Mentiras piadosas fue la que nos sacó de la melancolía. Esa canción que resume al Sabina más callejero, el de los bares cerrados a las seis de la mañana y los amores imposibles que siempre vuelven. El público, ya entregado, comenzó a saltar y corear como si el tiempo no pasara, como si el 2025 aún pudiera contener algo de 1999.

Hubo momentos de emoción pura. Calle Melancolía, rejuvenecida con flauta y percusión tribal, sonó como si fuera escrita ayer. La oí por vez primera hace 45 años pero eso es otra historia. Sabina confesó que durante toda la gira ha intentado que el público la cante con él, pero que solo en Madrid había sentido esa comunión. ¿Se lo dirá a todos? Tal vez. Pero no importó. Porque en ese instante, le creímos.

Y entonces llegó 19 días y 500 noches, como una declaración de principios. Apenas tocó una nota con su guitarra y el público se puso en pie como si una corriente eléctrica nos recorriera. El estribillo era una sola voz, una sola herida abierta y compartida. El aire olía a tequila imaginario y a adolescencia perpetua.

No hubo tregua. Siguieron ¿Quién me ha robado el mes de abril?, Cien mentiras y una divertida presentación de su banda, esos cómplices de viaje que entienden cada uno de sus silencios. Luego Sabina salió unos minutos del escenario. Era el intermedio necesario, la pausa antes del puñetazo final al corazón.

Regresó con Donde habita el olvido y Peces de ciudad, canciones que no necesitan presentación porque viven en todos nosotros. Y mientras sonaban, empecé a sentirlo: esta era la última vez. Una lágrima, inevitable, cayó sin permiso. El aire empezaba a pesar un poco más.
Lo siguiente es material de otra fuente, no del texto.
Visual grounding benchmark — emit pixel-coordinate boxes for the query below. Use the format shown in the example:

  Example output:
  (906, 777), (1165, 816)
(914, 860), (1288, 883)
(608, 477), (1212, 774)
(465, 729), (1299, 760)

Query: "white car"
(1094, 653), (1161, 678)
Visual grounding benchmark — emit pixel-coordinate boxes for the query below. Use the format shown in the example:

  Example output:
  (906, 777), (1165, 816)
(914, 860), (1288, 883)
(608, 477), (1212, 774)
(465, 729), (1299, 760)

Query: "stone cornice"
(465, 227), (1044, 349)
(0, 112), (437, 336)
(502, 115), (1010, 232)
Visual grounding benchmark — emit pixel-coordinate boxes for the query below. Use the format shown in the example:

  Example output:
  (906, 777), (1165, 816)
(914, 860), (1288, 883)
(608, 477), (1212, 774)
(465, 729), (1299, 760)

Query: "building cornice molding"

Joaquín cantaba sobre besos que envenenan, y cada verso era una estocada suave.

El cierre antes de los bises fue con Noches de boda y Nos dieron las diez. A mi alrededor, todos estaban de pie. Una pareja se besaba como si fueran adolescentes, una mujer encendía un mechero y alguien se lo apagaba. Ella lo cambiaba por el flash del móvil y seguía coreando, como si eso pudiera detener el paso del tiempo.

El primer bis lo protagonizó Pancho Varona, o más bien Antonio García de Diego, que interpretó La canción más hermosa del mundo con esa mezcla de elegancia y oficio que solo dan los años. Después, Sabina volvió a su silla alta, como de bar en Brooklyn, y entonó Tan joven y tan viejo, ese tema que duele más con cada aniversario. "Tan joven y tan viejo como el blues", cantó, y en la sala nadie se atrevió a respirar.

Las últimas fueron Contigo y Princesa. Dos himnos. Dos maneras de decir "te quiero" con cicatrices. El suelo temblaba, literal y emocionalmente, bajo los pies. Afuera, en el parking, mientras el tráfico se enredaba con los pensamientos, uno intentaba comprender qué era lo que acababa de vivir. Y aunque nada tenía mucho sentido, la vida, como decía la canción, siguió.

Lo hizo con una certeza: que Joaquín Sabina no se va. Se queda en cada línea que alguna vez nos salvó del abismo o nos empujó a él con una copa en la mano. Se queda porque hay artistas que no se retiran: simplemente se transforman en eco.